Le festa vera e propria la si celebra solitamente alle porte dell’estate (quest’anno 30, 31 maggio e 1° giugno) metà giugno, ma in città è molto sentita anche la solennità del Santo che cade il 20 gennaio, data del martirio di San Sebastiano e giorno festivo ufficiale per la città con celebrazioni religiose (“festa piccola“).
Per l’occasione la Parrocchia di San Giorgio Martire e il Comitato Feste Patronali San Sebastiano invitano tutta la comunità a partecipare ai momenti di preghiera e celebrazione in onore di San Sebastiano Martire, Patrono della città.
Fino al 18 gennaio si terrà l’Ottavario e solennità di San Sebastiano Martire con sante messe alle 8,30 e alle 18, quest’ultima preceduta (ore 17,30) da Santo Rosario e preghiera a San Sebastiano.

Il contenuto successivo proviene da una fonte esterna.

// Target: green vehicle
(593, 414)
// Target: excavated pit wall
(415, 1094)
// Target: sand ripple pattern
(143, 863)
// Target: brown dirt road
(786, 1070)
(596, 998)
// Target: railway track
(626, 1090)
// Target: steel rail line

Martedì 13 gennaio, dalle 19, Lectio Divina sul Vangelo della solennità di San Sebastiano.
Seguirà l’Adorazione Eucaristica fino alle ore 20,30.

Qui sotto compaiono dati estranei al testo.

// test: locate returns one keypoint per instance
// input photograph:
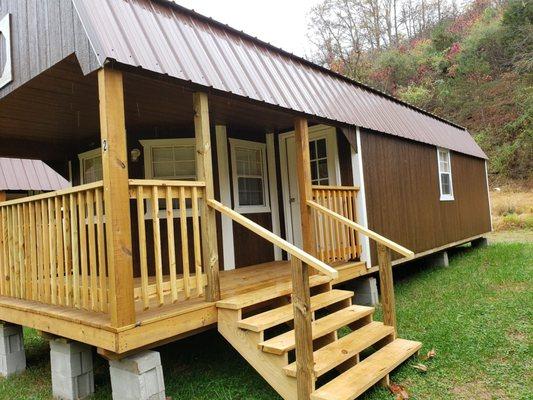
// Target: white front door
(324, 171)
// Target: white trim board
(273, 186)
(228, 249)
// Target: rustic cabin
(218, 182)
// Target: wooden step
(265, 294)
(334, 354)
(368, 372)
(280, 315)
(321, 327)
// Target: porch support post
(116, 197)
(386, 284)
(301, 297)
(205, 173)
(305, 190)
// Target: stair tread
(267, 293)
(321, 327)
(334, 354)
(368, 372)
(280, 315)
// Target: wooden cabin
(216, 178)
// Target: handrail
(57, 193)
(275, 239)
(371, 234)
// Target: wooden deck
(156, 325)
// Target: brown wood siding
(43, 33)
(403, 195)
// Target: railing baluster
(83, 250)
(157, 246)
(92, 251)
(142, 247)
(67, 250)
(75, 240)
(197, 245)
(171, 244)
(102, 261)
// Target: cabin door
(324, 171)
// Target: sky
(282, 23)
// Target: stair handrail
(365, 231)
(274, 239)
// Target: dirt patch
(478, 390)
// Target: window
(90, 166)
(445, 174)
(172, 159)
(248, 162)
(319, 161)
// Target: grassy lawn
(476, 314)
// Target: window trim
(248, 144)
(147, 145)
(445, 197)
(86, 155)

Giovedì 15 gennaio, alle 19, “…delle sue frecce vantati”, meditazione musicale sulla figura di San Sebastiano per organo, violino e voce: all’organo M° Enrico Tricarico; al violino M° Silvia Menallo; voce la soprano M° Serena Scarinzi.
Triduo in preparazione della festa da sabato 17 fino a lunedì 19 gennaio con, ogni giorno, Santa Messa alle 8,30 e alle 18,30 dopo Santo Rosario e Canto dei I Vespri della II Domenica del T.O. e preghiera a San Sebastiano.

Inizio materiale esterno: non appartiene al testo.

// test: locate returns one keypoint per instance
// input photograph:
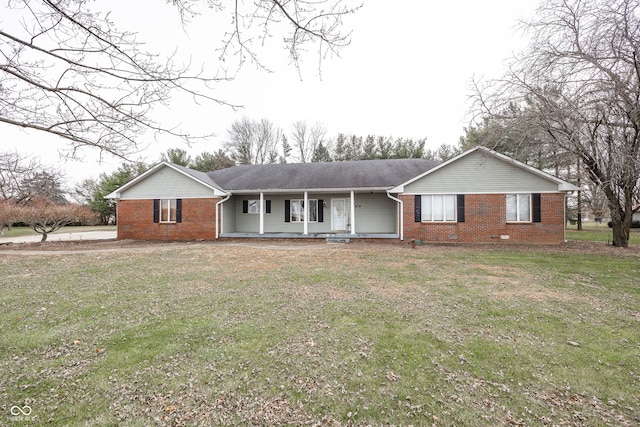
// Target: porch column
(305, 213)
(353, 213)
(261, 210)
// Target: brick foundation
(485, 221)
(135, 221)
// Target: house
(478, 196)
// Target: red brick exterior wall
(135, 221)
(485, 221)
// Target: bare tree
(23, 178)
(67, 70)
(306, 139)
(177, 156)
(207, 162)
(44, 216)
(8, 214)
(252, 142)
(267, 137)
(581, 78)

Martedì 20, solennità del Santo, Sante Messe alle 8,30 e 10,30.
Dalle 16,30 la processione per le vie della città con il seguente itinerario: Piazza San Sebastiano, vie Immacolata, Felline, Venezia, Milano, Ugento, Pola, Gorizia, Papa Giovanni XXIII, Belgasi, Maddalena, Piazza Belluno, Principe di Napoli, Piazzetta della Pace, via Toselli, Piazza Giancarlo, via Chiesa.
Alle 18, Canto dei II Vespri della solennità di San Sebastiano.
Alle 18,30, Solenne Concelebrazione Eucaristica presieduta da don Giovanni De Giorgi, con la partecipazione delle autorità civili e religiose e delle associazioni laicali e religiose della città.
Al termine della Messa, “Comunità in festa”, momento di fraternità nell’atrio antistante la Chiesa, organizzato dal Comitato Festa e dall’Azione Cattolica Parrocchiale, con musica e degustazione di prodotti tipici locali.